Inside embedded Node.js database

Data storage

Database stored as a folder where each file represent single collection. Collection files used in append only mode which ensures safe access to data but can cause space overuse as you update your data. As workaround for this database will make automatic compactization when overuse ratio grows above configured limit.

Documents itself serialized using …. surprise…. JSON. However at the time when we started implementation we was not sure that JSON is best format. We did some benchmarks using BSON, MessagePack ans some others. The winner was JSON. Probably this is because it is native for JavaScript and highly optimized. Every document represented by 3 objects in data file. First is constant size header, second is variable size header and the last is document itself. This approach allows to increase initial file load speed and give us some freedom for future changes.

Memory cache

MongoDB uses memory mapping which employ Linux Kernel caching and it is perfect solution. But we also need cache because without it things will be too slow. Every query will pull data twice when it does actual search and then when results fetched. So TingoDB has size limited memory cache which use the fastest possible replace strategy. We tried more sophisticated options like LRU but they are not effective.

Data types

We support build-in JavaScript/NodeJS types (String, Number, Date, Buffer, Object, Array) plus ObjectID. All of this naturally mapped into JSON. Date, Buffer and ObjectID have specific handling during serialization with goal to preserve types in deserialization. There is also specific Code class similar to BSON, but it not serialized and used only in API.

Indexes

Indexes are represented by in-memory B-tree lists. They are wrapped to high level objects that implement MongoDB specific behaviour (sparse indexes, unique and so on). Indexes are not serialized and recreated every time you load database. This is not the most efficient approach but for initial design goals it is more than enough.

Search & Sorting

Search fully mimics MongoDB behaviour, all operators are implemented. For optimal speed MongoDB query constructions are compiled into static loop-less functions and use standard JavaScript comparison operations. Surprisingly this approach works very fast and highly compatible with MongoDB. Even regular expressions work out of the box with same code. Initially we tried to use dynamic approach that we found in other libraries. However based on further benchmarks we found that it is very slow solution compared to static functions.

Search use indexes when possible. We didn’t make any super smart optimizations so this code is relatively simple. But still indexes are used in almost all operators and can work with multiple indexes. Cursor limit option will always speedup queries. Skip options works as well, but it will be most effective when query use only indexes.

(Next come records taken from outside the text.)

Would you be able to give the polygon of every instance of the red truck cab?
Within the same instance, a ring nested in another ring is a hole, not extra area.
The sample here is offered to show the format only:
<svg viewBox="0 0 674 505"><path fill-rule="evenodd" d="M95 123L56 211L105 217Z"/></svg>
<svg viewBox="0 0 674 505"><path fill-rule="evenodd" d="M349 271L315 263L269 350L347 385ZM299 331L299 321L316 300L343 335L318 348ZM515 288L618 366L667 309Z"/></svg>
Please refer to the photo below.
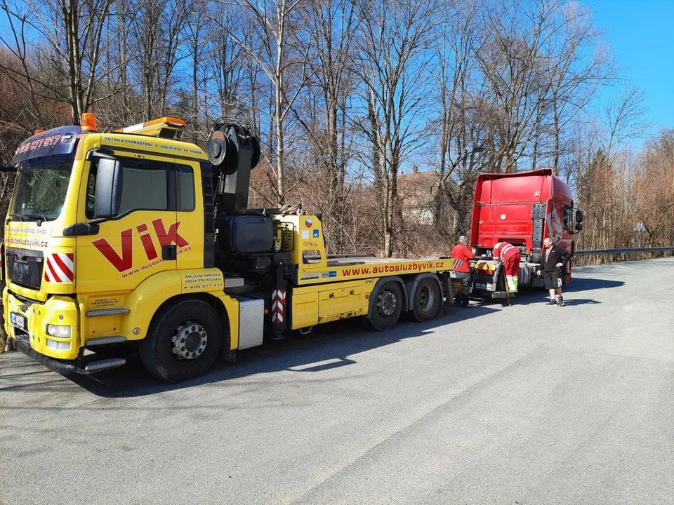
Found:
<svg viewBox="0 0 674 505"><path fill-rule="evenodd" d="M543 239L550 237L573 257L574 229L582 229L582 220L571 189L549 168L479 175L470 229L470 242L477 249L474 294L505 296L491 262L491 249L501 241L520 248L520 286L542 287L543 278L536 272L541 267ZM571 280L571 264L569 260L565 265L564 283Z"/></svg>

Sorting will use existing indexes when possible even if they are not part of query itself. When indexes absent sorting will still work by using dynamic indexes.

Concurrency

Every collection has its own work queue. Read only operations are non blocking and executed in parallel. Write operations are blocking and executed in sequence. Write operations will wait for completion of current read only operations and block collection until completion. Search operation will return cursor object that is consistent with the data that was in database on the moment of query. All updates that will happens after query was executed will not be visible for cursor consumers.

Custom ObjectID

Based on our benchmarks we found that integer keys will speedup things a lot. For in-process database integers almost not have any drawbacks comparing to GUIDs. So by default TingoDB will use its own implementation of ObjectID which will generate integer keys that will be unique in collection scope. ObjectID API and behaviour is designed to be close compatible with BSON.ObjectID and with some small hacks it is possible to write code that will work with both transparently. If you prefer BSON.ObjectID you can enable it using configuration option.

Tests

So far we have near to 3 hundreds of tests that give us 95% code coverage. Significant part of tests is taken as is from MongoDB NodeJS driver project. Tests designed to work both on MongoDB and TingoDB to ensure exactly same behaviour. Same tests launched twice for BSON.ObjectID and TingoDB.ObjectID to ensure that they work equally.